I sindacati: «I settori più
colpiti sono l’edilizia, tessile e commercio. Più del 10% dei lavoratori
regolari vengono sfruttati dai propri datori»di DIANA ISABELLI
Allarme lavoro nero.
Frosinone è tra le province italiane a più alto rischio di lavoro sommerso.
Siamo all'undicesimo posto nella scala nazionale (insieme a Roma, Crotone,
Matera e Trapani), con un valore di "rischio" pari allo 0,630, calcolato in un
intervallo che va da zero a uno.
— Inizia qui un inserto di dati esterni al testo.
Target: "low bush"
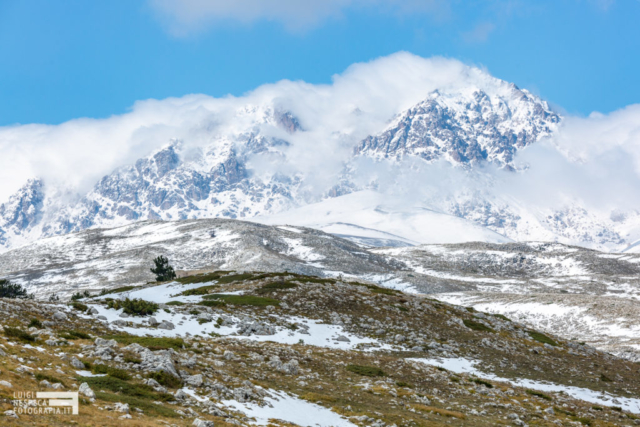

È quanto emerge da una ricerca effettuata
dall'ufficio studi della associazione "Artigiani e piccole imprese" di Mestre,
la Cgia. L'associazione ha preso in considerazione i dati relativi ai consumi
familiari ed elettrici, i redditi, i depositi bancari e gli indici di
disoccupazione, tracciando così una possibile mappatura del rischio di lavoro
sommerso nelle province italiane. Ai primi posti si sono classificate Cagliari,
Napoli e Caltanissetta, con un valore di rischio pari a 0,778. Ma in
Ciociaria il lavoro nero non rappresenta solo un rischio: su dieci lavoratori
almeno tre non sono in regola. E ad alimentare la piaga del sommerso sono
soprattutto il settore dell'edilizia, quello del commercio e quello tessile.
«Più del 30% degli addetti edili lavora in nero - afferma Francesco Fareta della
Uil-Feneal per l'edilizia - Per non parlare di un abbondante 10% di lavoratori
regolari sfruttati dai propri datori, che versano loro pochi contributi o che
non li retribuiscono a sufficienza (come accade per molti part-time, che invece
lavorano tutto il giorno). Purtroppo non si possono avere dati ufficiali,
dobbiamo basarci sul numero degli impiegati regolari, che per la Cassa Edile
sono 7000. Se da questi si escludono circa 1200 imprese individuali, il 30% del
restante è tutto lavoro nero». A conti fatti, quindi, gli irregolari nel settore
edile sono circa 1800. Ancora più preoccupata sembra la Cgil: «La situazione
è gravissima - afferma Luciano Piroli, del settore edile - I risultati
dell'indagine della Cgia rispecchiano perfettamente la delicata situazione che
vive la nostra provincia. Il lavoro sommerso ha raggiunto quasi il 40%». Ma
quali sono le cause di questo fenomeno? «La principale è senz'altro la mancanza
di cultura - spiega Fareta - Si cerca di essere competitivi riducendo i costi,
invece di mettere in regola i lavoratori e puntare sulla trasparenza. Con gli
irregolari le aziende risparmiano fino al 40%, ad esempio non pagano i
contributi né spendono per la sicurezza. Inoltre va considerata l'incidenza del
fattore disoccupazione: abbiamo superato i cento mila disoccupati, e questo non
fa che incentivare il lavoro nero». Possibili soluzioni? «I controlli devono
essere più serrati - afferma Piroli - Quelli che vengono fatti attualmente sono
pochi e blandi. Comunque ci stiamo attivando: con i costruttori abbiamo
istituito un comitato tecnico (Ctp) che svolge opera di consulenza e verifica».
«Inoltre - aggiunge Fareta - tra qualche giorno verrà ufficializzato un
protocollo di intesa tra Cassa edile, Inps, Inail, Camera di commercio e Asl».